New Jersey DOT. PPS heads a teaching team that includes the Rutgers Transportation Policy Institute and national experts in highway design, traffic calming, public outreach and involvement, and conflict resolution. Under PPS’ leadership and coordination, the team developed a training program for New Jersey highway engineers, New Jersey Transit staff, transportation consultants, local officials and community organizations. The program consisted of a series of five one-day training sessions that were run several times to accommodate all of the various participants. The sessions included an introductory awareness conference entitled “What Is Context Sensitive Design?” and four smaller, hands-on classes entitled “Placemaking: Tools for Getting Started,” “Respectful Communication, Consensus Building and Public Involvement,” “Flexible Design,” and “Negotiation and Conflict Resolution.” Over 650 employees and “customers” of the New Jersey Department of Transportation were trained in 2001-2002. In 2003, this same course was replicated to 150 new participants under the direction of the National Transit Institute.

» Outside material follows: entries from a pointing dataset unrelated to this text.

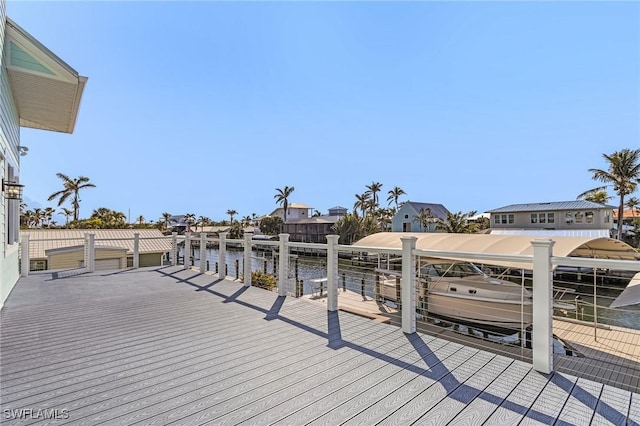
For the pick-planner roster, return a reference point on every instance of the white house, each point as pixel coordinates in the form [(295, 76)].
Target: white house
[(37, 90), (294, 211), (560, 218)]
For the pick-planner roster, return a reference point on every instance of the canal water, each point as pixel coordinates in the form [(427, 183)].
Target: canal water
[(354, 278)]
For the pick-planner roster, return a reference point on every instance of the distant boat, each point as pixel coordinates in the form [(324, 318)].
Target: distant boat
[(461, 292)]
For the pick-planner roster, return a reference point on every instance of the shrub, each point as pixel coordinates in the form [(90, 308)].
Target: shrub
[(263, 280)]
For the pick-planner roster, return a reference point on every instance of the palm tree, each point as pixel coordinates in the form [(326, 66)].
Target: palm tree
[(231, 213), (190, 219), (394, 194), (66, 213), (282, 198), (166, 218), (71, 189), (634, 205), (48, 215), (623, 174), (362, 202), (373, 189), (455, 223)]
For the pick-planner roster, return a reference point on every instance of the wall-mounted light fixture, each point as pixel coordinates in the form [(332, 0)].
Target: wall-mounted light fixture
[(12, 190)]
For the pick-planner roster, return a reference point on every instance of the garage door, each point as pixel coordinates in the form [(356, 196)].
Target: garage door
[(106, 264)]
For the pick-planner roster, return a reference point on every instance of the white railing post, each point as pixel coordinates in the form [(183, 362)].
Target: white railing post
[(542, 306), (136, 250), (174, 248), (203, 252), (222, 256), (187, 251), (408, 295), (90, 252), (283, 258), (332, 272), (24, 265), (246, 264)]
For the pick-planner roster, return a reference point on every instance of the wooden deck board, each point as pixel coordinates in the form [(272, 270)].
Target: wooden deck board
[(581, 405), (160, 345)]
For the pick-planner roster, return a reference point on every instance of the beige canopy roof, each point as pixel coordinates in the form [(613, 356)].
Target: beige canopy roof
[(603, 248)]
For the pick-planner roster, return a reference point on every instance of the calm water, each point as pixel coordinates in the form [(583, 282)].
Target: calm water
[(353, 276)]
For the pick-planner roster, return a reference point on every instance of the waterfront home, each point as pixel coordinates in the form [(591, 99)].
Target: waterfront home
[(294, 211), (567, 218), (38, 90), (405, 219)]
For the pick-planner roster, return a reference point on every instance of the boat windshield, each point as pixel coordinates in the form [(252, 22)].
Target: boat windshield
[(456, 269)]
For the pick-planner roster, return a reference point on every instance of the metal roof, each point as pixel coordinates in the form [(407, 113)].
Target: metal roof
[(41, 240), (554, 205), (603, 248)]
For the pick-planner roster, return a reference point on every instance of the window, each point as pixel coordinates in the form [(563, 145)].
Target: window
[(503, 219), (543, 218), (569, 218), (12, 213), (588, 216)]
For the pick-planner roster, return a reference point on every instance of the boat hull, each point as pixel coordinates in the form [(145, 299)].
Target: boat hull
[(500, 314)]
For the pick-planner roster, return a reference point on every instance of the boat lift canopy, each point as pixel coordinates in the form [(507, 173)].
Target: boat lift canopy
[(593, 247)]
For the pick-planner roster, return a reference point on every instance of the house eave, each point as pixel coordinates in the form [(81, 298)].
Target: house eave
[(44, 100)]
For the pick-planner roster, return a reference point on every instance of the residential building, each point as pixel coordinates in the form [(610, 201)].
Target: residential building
[(314, 229), (562, 218), (51, 249), (406, 218), (37, 90), (294, 211)]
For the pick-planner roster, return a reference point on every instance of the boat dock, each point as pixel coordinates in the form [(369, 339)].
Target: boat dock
[(609, 354), (171, 345)]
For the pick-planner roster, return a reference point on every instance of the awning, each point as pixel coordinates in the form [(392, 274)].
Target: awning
[(602, 248), (630, 295)]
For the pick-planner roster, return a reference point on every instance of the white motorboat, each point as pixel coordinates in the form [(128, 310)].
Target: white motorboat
[(460, 291)]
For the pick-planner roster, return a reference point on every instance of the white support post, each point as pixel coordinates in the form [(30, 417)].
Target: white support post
[(24, 265), (408, 295), (136, 250), (542, 306), (283, 263), (187, 251), (90, 252), (332, 272), (174, 248), (203, 252), (222, 256), (246, 264)]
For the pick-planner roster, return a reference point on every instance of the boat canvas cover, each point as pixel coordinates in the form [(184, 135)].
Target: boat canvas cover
[(630, 295), (598, 247)]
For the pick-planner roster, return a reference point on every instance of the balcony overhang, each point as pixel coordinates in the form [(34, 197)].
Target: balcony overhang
[(46, 90)]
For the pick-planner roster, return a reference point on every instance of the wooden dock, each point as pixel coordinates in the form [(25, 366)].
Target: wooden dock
[(609, 354), (167, 345)]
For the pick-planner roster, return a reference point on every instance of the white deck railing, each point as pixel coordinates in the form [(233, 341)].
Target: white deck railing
[(542, 263)]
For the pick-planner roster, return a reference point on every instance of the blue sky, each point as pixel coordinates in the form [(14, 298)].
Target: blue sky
[(202, 107)]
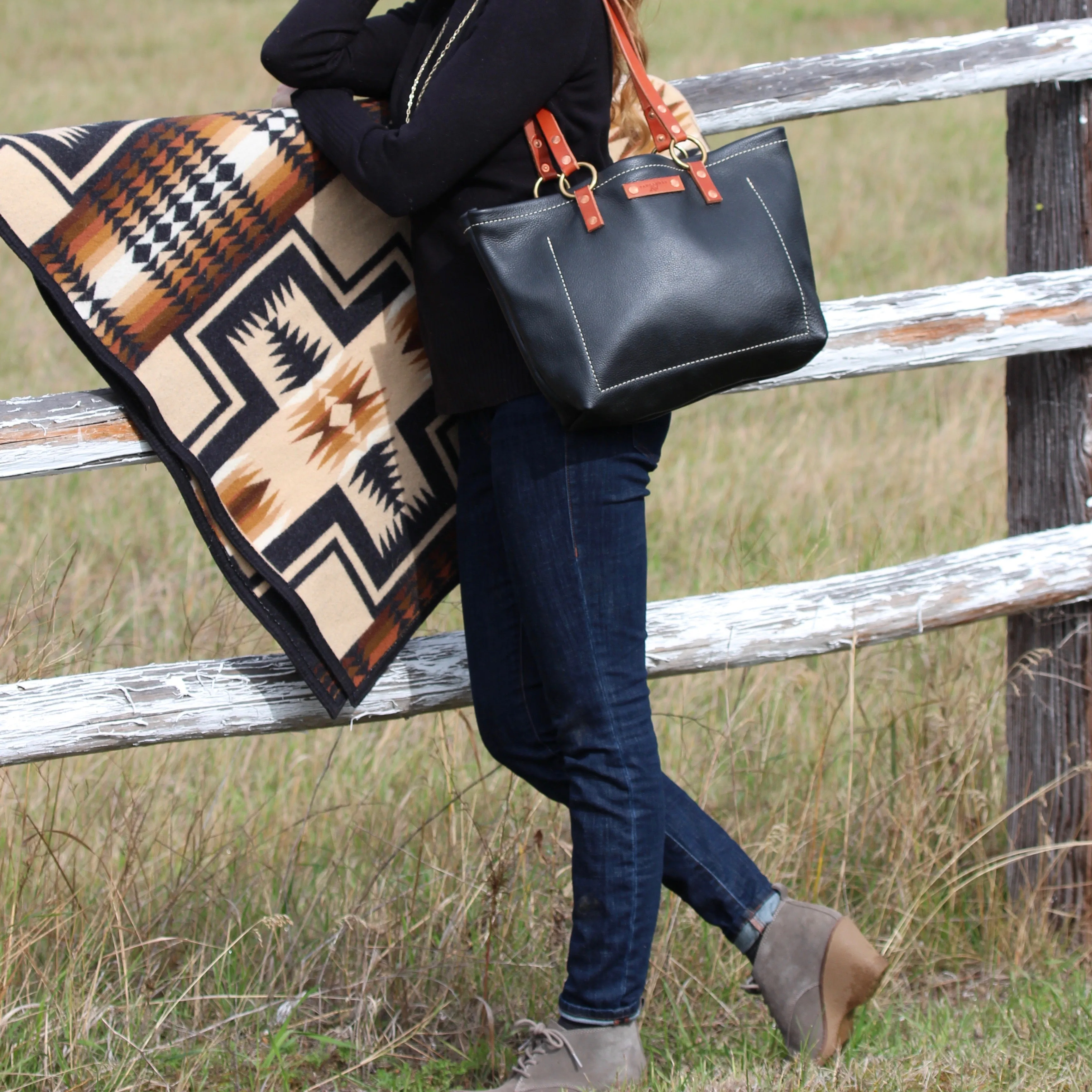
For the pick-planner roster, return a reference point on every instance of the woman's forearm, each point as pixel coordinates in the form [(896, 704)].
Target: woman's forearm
[(335, 44), (479, 100)]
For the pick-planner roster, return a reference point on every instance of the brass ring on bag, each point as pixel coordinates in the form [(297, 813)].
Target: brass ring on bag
[(567, 189), (685, 161)]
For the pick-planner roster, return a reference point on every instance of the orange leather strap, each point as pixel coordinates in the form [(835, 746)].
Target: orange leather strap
[(537, 143), (663, 125), (558, 147), (555, 140)]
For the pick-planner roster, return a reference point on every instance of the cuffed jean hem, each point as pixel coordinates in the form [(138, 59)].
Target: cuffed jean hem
[(578, 1015), (757, 923)]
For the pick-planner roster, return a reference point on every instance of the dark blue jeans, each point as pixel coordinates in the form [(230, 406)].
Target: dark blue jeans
[(553, 560)]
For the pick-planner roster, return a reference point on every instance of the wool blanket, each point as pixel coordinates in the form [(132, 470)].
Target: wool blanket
[(257, 317)]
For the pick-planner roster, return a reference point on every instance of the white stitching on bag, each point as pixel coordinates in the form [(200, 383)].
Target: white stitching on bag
[(792, 265), (502, 220), (572, 308), (704, 360), (672, 167)]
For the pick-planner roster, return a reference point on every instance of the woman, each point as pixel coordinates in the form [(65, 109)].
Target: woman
[(552, 539)]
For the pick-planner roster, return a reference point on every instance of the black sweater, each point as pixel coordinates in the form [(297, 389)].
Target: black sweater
[(462, 148)]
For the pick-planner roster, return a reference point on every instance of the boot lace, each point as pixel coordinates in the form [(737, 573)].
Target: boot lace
[(540, 1040)]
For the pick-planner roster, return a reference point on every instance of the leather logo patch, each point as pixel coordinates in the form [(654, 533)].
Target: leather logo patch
[(672, 184)]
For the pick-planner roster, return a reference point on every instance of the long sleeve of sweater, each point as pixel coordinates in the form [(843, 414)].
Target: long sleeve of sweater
[(335, 44), (508, 65)]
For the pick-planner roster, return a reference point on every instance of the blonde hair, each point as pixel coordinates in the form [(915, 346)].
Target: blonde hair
[(626, 115)]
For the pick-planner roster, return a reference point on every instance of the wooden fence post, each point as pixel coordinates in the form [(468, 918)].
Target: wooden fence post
[(1050, 450)]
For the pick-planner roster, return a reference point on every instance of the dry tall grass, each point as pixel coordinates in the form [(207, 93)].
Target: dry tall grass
[(267, 913)]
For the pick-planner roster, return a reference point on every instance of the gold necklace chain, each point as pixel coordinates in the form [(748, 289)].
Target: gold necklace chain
[(416, 96)]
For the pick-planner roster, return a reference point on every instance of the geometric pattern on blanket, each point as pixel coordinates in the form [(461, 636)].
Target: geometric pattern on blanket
[(258, 318)]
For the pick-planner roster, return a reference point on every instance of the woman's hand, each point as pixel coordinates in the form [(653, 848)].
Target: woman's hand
[(282, 98)]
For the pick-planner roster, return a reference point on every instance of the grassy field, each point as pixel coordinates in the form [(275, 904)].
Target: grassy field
[(381, 903)]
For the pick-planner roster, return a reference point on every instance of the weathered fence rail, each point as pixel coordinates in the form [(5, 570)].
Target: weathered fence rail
[(263, 695), (982, 320), (885, 76), (1043, 580)]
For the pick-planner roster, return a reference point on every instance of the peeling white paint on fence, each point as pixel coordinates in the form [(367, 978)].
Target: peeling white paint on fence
[(980, 320), (263, 695), (883, 76), (1034, 313), (56, 434)]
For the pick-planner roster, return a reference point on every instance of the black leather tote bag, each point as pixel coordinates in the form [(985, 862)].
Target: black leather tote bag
[(660, 281)]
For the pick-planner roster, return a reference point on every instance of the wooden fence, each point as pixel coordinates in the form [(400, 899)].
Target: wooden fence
[(1046, 316)]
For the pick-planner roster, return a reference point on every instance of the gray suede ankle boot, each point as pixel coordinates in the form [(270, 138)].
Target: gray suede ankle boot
[(554, 1060), (814, 968)]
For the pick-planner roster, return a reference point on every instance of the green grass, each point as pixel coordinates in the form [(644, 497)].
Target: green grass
[(160, 908)]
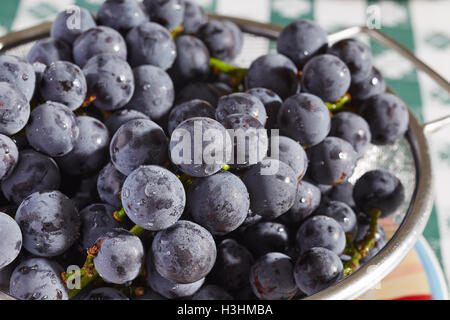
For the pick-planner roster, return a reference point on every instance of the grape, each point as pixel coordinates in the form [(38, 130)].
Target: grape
[(63, 27), (14, 109), (98, 40), (307, 200), (232, 265), (292, 153), (122, 116), (378, 189), (184, 252), (327, 77), (38, 279), (272, 278), (150, 43), (340, 212), (90, 150), (189, 109), (194, 17), (49, 222), (371, 85), (169, 13), (301, 40), (138, 142), (105, 293), (34, 172), (352, 128), (271, 195), (49, 50), (120, 257), (332, 161), (52, 129), (153, 197), (121, 15), (241, 103), (11, 240), (356, 55), (387, 116), (216, 149), (65, 83), (212, 292), (192, 62), (323, 232), (274, 72), (154, 93), (317, 269), (19, 73), (272, 103), (9, 156), (265, 237), (222, 39), (109, 185), (219, 202), (305, 118)]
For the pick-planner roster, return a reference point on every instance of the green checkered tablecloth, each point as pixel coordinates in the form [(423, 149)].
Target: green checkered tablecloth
[(422, 26)]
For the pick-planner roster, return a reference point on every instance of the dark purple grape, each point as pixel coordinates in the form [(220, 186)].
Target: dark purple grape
[(323, 232), (121, 15), (52, 129), (332, 161), (50, 223), (138, 142), (194, 17), (70, 23), (151, 43), (307, 200), (271, 101), (356, 55), (9, 156), (378, 189), (19, 73), (241, 103), (49, 50), (327, 77), (11, 240), (317, 269), (272, 277), (305, 118), (169, 13), (109, 185), (153, 94), (105, 293), (272, 185), (38, 279), (192, 62), (63, 82), (387, 116), (184, 252), (232, 266), (190, 109), (203, 157), (301, 40), (274, 72), (153, 197), (110, 81), (219, 203), (14, 109), (34, 172), (98, 40), (121, 256)]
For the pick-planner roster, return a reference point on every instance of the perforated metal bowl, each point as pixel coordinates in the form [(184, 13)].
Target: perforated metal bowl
[(409, 159)]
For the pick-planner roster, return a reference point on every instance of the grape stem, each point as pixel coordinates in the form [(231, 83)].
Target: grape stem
[(362, 249)]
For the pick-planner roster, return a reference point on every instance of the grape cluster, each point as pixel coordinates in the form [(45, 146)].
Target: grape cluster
[(129, 137)]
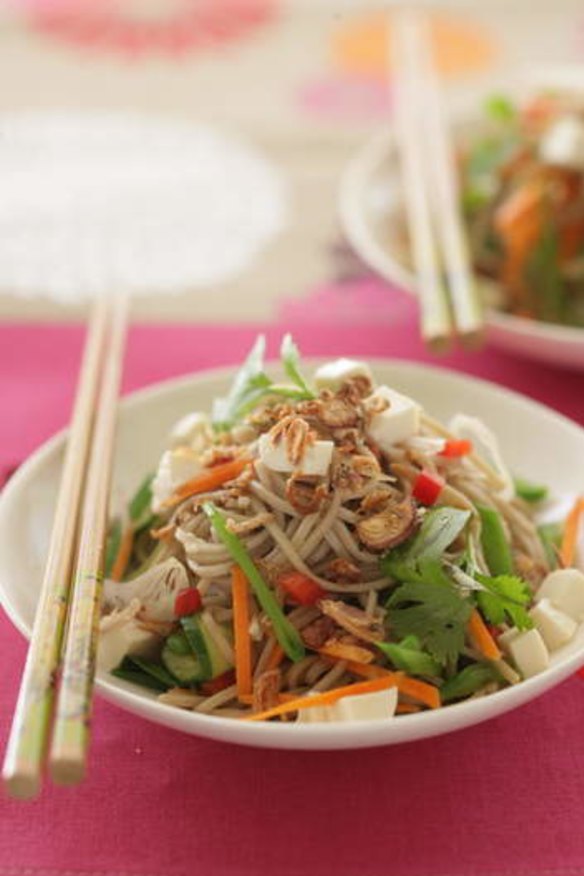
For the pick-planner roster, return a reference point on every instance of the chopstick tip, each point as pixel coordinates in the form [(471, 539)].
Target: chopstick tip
[(22, 786), (66, 771)]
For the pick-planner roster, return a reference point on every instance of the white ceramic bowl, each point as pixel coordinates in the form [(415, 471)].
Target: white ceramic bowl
[(527, 431), (370, 205)]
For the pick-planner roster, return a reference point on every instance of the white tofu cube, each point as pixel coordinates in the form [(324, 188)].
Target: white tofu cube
[(398, 422), (125, 638), (555, 626), (361, 707), (175, 468), (563, 143), (315, 461), (527, 649), (505, 639), (565, 589), (334, 374), (365, 707), (192, 431), (314, 715)]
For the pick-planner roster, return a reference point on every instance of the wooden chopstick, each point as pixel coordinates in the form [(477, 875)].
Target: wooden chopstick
[(436, 318), (436, 173), (443, 179), (70, 740), (31, 723)]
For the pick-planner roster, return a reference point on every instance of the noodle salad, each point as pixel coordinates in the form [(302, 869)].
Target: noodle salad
[(322, 550)]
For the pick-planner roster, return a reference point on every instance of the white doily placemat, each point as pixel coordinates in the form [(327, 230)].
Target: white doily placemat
[(155, 204)]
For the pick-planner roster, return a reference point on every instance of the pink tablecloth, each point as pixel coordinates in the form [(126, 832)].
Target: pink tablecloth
[(503, 799)]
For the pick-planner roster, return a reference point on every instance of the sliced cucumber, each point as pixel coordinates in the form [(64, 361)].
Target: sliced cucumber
[(219, 662), (177, 642), (129, 671), (211, 659), (155, 670), (184, 667)]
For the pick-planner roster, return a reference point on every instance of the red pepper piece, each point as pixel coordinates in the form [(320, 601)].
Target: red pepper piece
[(427, 487), (188, 601), (456, 447), (300, 588)]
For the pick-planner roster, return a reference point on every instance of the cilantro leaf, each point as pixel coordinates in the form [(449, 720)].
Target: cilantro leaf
[(252, 384), (469, 680), (530, 492), (409, 656), (248, 380), (500, 108), (431, 608), (291, 360), (504, 600), (440, 527)]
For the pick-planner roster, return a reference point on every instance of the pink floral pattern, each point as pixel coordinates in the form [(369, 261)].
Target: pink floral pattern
[(144, 27)]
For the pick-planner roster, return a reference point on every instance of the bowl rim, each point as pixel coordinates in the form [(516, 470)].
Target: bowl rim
[(310, 736), (355, 179)]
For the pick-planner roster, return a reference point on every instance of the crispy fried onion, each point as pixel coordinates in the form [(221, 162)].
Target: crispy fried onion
[(354, 620), (297, 435), (389, 526), (305, 492), (352, 472)]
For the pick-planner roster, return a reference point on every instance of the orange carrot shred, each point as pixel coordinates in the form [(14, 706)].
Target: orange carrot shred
[(412, 687), (570, 537), (407, 708), (481, 637), (342, 651), (420, 690), (208, 479), (369, 671), (322, 699), (275, 658), (123, 555), (240, 594)]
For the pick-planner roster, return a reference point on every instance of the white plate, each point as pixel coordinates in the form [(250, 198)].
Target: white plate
[(369, 202), (528, 433)]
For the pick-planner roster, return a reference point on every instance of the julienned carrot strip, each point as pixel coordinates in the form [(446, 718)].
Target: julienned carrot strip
[(323, 699), (240, 595), (570, 536), (420, 690), (481, 637), (123, 555), (407, 708), (341, 651), (412, 687), (207, 480), (275, 658)]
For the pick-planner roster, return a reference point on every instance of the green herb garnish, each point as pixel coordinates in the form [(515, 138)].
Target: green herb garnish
[(504, 600), (291, 361), (409, 656), (114, 538), (440, 527), (468, 681), (550, 535), (252, 384)]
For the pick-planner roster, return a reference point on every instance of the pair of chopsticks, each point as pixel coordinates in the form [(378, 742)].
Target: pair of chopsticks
[(51, 719), (450, 306)]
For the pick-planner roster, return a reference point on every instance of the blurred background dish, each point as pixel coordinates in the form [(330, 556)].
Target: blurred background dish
[(371, 211)]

New York DOT. In the fall of 2002, PPS taught its Placemaking course for the New York State DOT’s Design Division as the introductory module of the Division’s new Context Sensitive Solutions training program. The one-day course was offered seven times in both Poughkeepsie and Syracuse, with a case study and site visit prepared for each city. The module was tailored to that audience, which consisted mostly of design professionals from within the department. However, several representatives of the State’s Quality Communities program, which is administered by the Department of State, also took the course at the invitation of the DOT. As a result, Placemaking will be offered again under the sponsorship of the Department of State for a mixed audience that will include state employees from several departments and community people as well.
Wisconsin DOT. In 2002-2003, PPS helped develop a Placemaking session for a three-day training program for Wisconsin DOT. This course, which was offered to almost 500 state DOT employees in 2003, included an introductory PowerPoint show developed and presented at four sessions by PPS as well as an adaptation of PPS’ Principles for Creating Great Streets offered as one of the concluding sessions of the course.
How to Turn a Place Around. This two-day course is offered twice a year in New York to train participants in PPS’ unique approach to creating public spaces, including streets. Topics covered include what makes a place great, economic and social benefits of public spaces, good and bad practices, tools, methods and techniques for analysis, how to involve the community, and creating designs that work. Participants evaluate specific spaces that form the focus of the training.